Seven months after the Pennsylvania Historical and Museum Commission became the owner of an LGBTQ-oriented historic marker installed near Rittenhouse Square, it remains to be seen whether its language will be revised to recognize contributions of the the early transgender community. Revisions may hinge on whether the city elects its first openly-trans City Council member in November.
The marker, dedicated last fall, commemorates a 1965 LGBTQ sit-in at Dewey’s, a restaurant that was located at 219 S. 17th St. The restaurant has since been demolished and a Hyatt Hotel stands at the site. The marker was sponsored and funded by Equality Forum, a Philadelphia-based LGBTQ advocacy group.
The text of the marker states: “Activists led one of the nation’s first LGBT sit-ins here in 1965 after homosexuals were denied service at Dewey’s restaurant. Inspired by African-American lunch-counter sit-ins, this event prompted Dewey’s to stop its discriminatory policy, an early victory for LGBT rights.”
Deja Alvarez, the city’s first openly-trans candidate for City Council, says the marker’s language should be replaced because gender-variant individuals — not “homosexuals” — were the target of Dewey’s exclusionary policy and led the subsequent protests. She pledged to introduce a resolution calling for replacement language, if elected to City Council in November.
“Absolutely, I will do a resolution to correct the Dewey’s marker [if elected],” Alvarez told PGN this week. “History is important. But our [trans] history continues to be denied and erased. If we’re going to preserve history, it has to be the correct version of history. We can’t have cisgender people rewriting trans people out of history.”
Alvarez emphasized the importance of historical accuracy. “In a city that is so rich with history, making sure the Dewey’s Sit-In story is told correctly is important,” she reiterated.
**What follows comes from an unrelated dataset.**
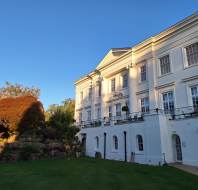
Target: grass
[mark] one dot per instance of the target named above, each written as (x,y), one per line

On Dec. 14, 2017, City Council adopted a resolution calling for the installation of a historical marker commemorating the Dewey’s Sit-In. However, the resolution didn’t specify language for the marker.
Alvarez believes the council would be receptive to another resolution calling for replacement language. “I think they would be open to hearing the reason why it needs to be corrected,” she said. “I think they would be open to understanding.”
Howard Pollman, a PHMC spokesperson, said it would cost about $1,350 to have the marker replaced. Historic markers typically cost about $1,600, Pollman said, but a pole for the marker has already been installed, reducing the cost.
Alvarez pledged to spearhead a fundraising effort to pay for a new marker, if elected. “We’ll figure out a way to raise the necessary funds to correct it,” she said.
Alvarez also said she’ll organize a committee composed of trans people and the broader LGBTQ community to formulate the replacement language. “It just can’t be my voice or my decision alone,” she said. “It has to be larger than that.”
Bob Skiba, a local historian and the archivist at William Way LGBT Community Center, told PGN he would serve on a committee formed by Alvarez. “I’d be happy to [serve on a committee], especially if Deja is taking the lead,” Skiba said, in an April 26 email. “I thought it was important that a trans person spearhead this.”
Pollman said the marker’s current language was a collaborative effort between Equality Forum and PHMC staff. He said PHMC’s historic-marker program has existed for about 70 years and “very few” markers have been replaced.
Todd Snovel, executive director of the Pennsylvania Commission on LGBTQ Affairs, said the group has discussed the Dewey’s Sit-In marker with PHMC.
“Our commission did engage with the Pennsylvania Historic and Museum Commission last fall after the concerns were expressed, to gain a better sense for how nominations for historic markers were submitted and vetted,” Snovel wrote, in an April 26 email. “After learning about the process, we also reached out to the leadership of Equality Forum, the organization who sponsored the nomination and provided language for the marker, to make them aware of the concerns relayed through PGN. We would recommend reaching out to Equality Forum to see if they have made a decision regarding moving forward with altering the language of the marker.”
Malcolm Lazin, executive director of Equality Forum, couldn’t be reached for comment.
Pollman said permission from Equality Forum for a replacement marker wouldn’t be needed, because PHMC owns the marker. “Once a marker is fabricated and installed it becomes the property of PHMC who maintains the marker in perpetuity,” he explained.